[2] Neural Networks Flashcards
What determines the output of a neuron?
It is the biased, weight sum of its inputs passed into an activation function
Why are activation functions important?
They allow the network to learn non-linearities
What is a perceptron?
A special type of ANN with:
- Real-valued inputs
- Binary output
- Threshold activation function
How are perceptrons trained?
Increase the weights (this is the threshold) based on whether the class is higher or lower than the perceptron
What idea limits the generalisability of perceptrons?
The Perceptron Convergence Theorem stats that perceptrons will converge if and only if the problem is linearly separable
Hence, they can’t learn XOR
What are the general approaches to updating weights?
Online learning updates weights after every instance; offline learning does it after every epoch.
Batch learning updates weights after every batch of instances
What algorithm is used to train neural networks?
Backpropagation:
[1] Calculate the predicted output using the current weights
[2] Calculate the error
[3] Update each weight in proportion to its gradient to the error i.e. how much changing that weight affects the error
Note: weights are trained backwards i.e. start at the last hidden layer
What are some potential issues when using backpropagation?
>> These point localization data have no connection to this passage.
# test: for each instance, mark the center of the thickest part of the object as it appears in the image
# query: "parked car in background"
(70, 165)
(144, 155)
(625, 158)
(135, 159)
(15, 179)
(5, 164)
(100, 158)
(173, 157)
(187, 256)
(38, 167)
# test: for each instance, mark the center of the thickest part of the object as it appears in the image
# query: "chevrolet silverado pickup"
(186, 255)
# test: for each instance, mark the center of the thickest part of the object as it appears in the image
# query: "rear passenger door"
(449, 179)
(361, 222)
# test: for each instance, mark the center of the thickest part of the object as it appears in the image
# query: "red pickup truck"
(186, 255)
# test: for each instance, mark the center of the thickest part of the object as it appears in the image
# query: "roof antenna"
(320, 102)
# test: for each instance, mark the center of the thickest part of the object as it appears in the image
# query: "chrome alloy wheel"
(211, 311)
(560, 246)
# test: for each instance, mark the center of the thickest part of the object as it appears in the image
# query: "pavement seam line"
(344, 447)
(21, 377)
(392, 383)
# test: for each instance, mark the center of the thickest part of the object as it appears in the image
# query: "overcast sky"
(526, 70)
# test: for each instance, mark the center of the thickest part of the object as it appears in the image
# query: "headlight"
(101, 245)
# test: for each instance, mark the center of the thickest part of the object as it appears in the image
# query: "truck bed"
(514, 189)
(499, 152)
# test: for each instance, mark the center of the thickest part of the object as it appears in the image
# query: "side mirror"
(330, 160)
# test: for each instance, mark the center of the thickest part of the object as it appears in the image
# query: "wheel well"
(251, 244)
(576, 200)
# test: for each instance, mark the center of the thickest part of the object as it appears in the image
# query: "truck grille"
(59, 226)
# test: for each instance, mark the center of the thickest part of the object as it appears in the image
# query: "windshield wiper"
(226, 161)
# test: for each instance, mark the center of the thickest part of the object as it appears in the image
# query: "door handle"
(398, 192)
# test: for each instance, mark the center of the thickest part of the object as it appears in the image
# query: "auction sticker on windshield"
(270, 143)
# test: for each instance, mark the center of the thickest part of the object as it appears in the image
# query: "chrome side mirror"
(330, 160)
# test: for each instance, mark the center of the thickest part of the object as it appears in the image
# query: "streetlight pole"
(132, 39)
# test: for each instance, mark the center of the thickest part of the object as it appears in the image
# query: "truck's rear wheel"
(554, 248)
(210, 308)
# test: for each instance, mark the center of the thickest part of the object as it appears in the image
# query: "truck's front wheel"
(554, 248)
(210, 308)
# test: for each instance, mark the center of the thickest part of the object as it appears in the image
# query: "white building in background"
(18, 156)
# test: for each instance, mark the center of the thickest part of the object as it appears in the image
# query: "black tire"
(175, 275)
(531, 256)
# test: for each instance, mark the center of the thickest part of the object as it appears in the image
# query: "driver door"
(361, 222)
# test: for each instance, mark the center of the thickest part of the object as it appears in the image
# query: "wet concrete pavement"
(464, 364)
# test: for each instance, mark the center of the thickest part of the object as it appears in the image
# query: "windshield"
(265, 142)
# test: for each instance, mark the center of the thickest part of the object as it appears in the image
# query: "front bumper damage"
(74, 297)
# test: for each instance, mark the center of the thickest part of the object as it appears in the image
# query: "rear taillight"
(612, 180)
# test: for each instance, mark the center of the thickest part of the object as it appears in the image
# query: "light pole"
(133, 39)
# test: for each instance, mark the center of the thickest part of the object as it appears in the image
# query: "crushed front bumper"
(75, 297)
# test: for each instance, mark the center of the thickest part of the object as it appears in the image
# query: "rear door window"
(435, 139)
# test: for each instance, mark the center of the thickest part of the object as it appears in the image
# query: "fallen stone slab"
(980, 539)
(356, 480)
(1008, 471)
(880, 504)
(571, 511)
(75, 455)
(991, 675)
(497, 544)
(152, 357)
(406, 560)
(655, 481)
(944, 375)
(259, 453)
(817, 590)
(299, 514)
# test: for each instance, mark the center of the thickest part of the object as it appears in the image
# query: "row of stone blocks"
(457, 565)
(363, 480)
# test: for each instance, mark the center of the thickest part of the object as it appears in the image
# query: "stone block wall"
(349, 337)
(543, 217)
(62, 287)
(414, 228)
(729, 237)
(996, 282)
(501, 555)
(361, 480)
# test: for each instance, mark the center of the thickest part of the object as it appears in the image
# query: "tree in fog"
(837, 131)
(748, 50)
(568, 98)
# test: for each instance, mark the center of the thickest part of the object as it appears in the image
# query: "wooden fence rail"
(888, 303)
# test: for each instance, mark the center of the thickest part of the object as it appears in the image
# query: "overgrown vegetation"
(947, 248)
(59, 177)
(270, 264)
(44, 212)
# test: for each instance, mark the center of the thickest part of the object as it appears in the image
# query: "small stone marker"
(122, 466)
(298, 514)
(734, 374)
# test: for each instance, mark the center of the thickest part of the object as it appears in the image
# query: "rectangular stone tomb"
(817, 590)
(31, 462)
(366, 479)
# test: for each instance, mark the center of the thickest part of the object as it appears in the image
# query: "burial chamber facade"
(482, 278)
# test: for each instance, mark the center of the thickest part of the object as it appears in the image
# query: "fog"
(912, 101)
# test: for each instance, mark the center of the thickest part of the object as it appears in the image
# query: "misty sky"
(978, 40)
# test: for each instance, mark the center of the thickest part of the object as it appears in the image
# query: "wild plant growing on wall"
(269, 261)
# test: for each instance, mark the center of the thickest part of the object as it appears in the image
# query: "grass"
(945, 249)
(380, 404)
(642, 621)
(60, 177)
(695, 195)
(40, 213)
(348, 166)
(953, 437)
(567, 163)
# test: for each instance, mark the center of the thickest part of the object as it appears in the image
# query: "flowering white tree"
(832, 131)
Improper learning rate leads to divergence or slow convergence
Overfitting if training too long, for using too many weights, or using too few instances
Local minima
How should variables be represented in an ANN?
Use a binary representation (i.e. one hot encoding) for nominal variables
For numeric variables, consider scaling or standardisation
What is scaling and standardization? When should each be used?
Scaling - scale then numbers between [0,1] if they are on a similar range
Standardisation - assume a normal distribution and scale it to N(0,1) if the values are more varied
What can happen if ANN weights aren’t set appropriately?
If they are all set to 0, the network will be symmetric i.e. all the weights will change together, and so it won’t train
If the weights are too high, the activation will be in the part of the sigmoid with a shallow gradient, and so training will be slow,
How should ANN weights be set?
Using fan-in factor, i.e. using a uniform random generator between -1/sqrt(d) and 1/sqrt(d) where d is the number of inputs
This ensures the variance of the weighted sum is approximately 1/3
How can back propagation be sped up?
With momentum, in which gradients from previous steps are used in addition to the current gradient
How can weight matricies be visualised?
With Hinton diagrams, in which the size of the square is based on the magnitude; it is white if it is positive and black if it is negative
What are the key principles of CNNs?
The automatically extract features to produce a feature map
They are not fully connected - convolutions with shared weights are used instead
What are the dimensions of a feature map?
In each direction, it is (image_size - filter_size) / shift + 1
What techniques can be applied to optimise CNNs?
- Subsampling aggregates based on the maximal value; this reduces data while retaining/emphasizing the information
- Weight smoothing use used when domain specific knowledge suggests adjacent inputs are related
- Centered weight initialization starts with higher weights in the center, as these are often where objects are found
What is a weight agnostic network?
It has a single weight shared by the whole network; training is done by newtwork topology search.
What operations occur while training a weight agnostic network?
- Insert node by splitting an existing connection
- Add connection - connect two previously connected nodes
- Change activation - change the activation function of a node
What are HONNs?
Higher order neural networks connect each input to multiple nodes in the first hidden layer.
The order is the number of nodes that each input connects to.
CNN are a special type of HONN
Why are HONNs useful?
Instead of just taking the weighted sum, for each combination of inputs they take a sum of the weighted products.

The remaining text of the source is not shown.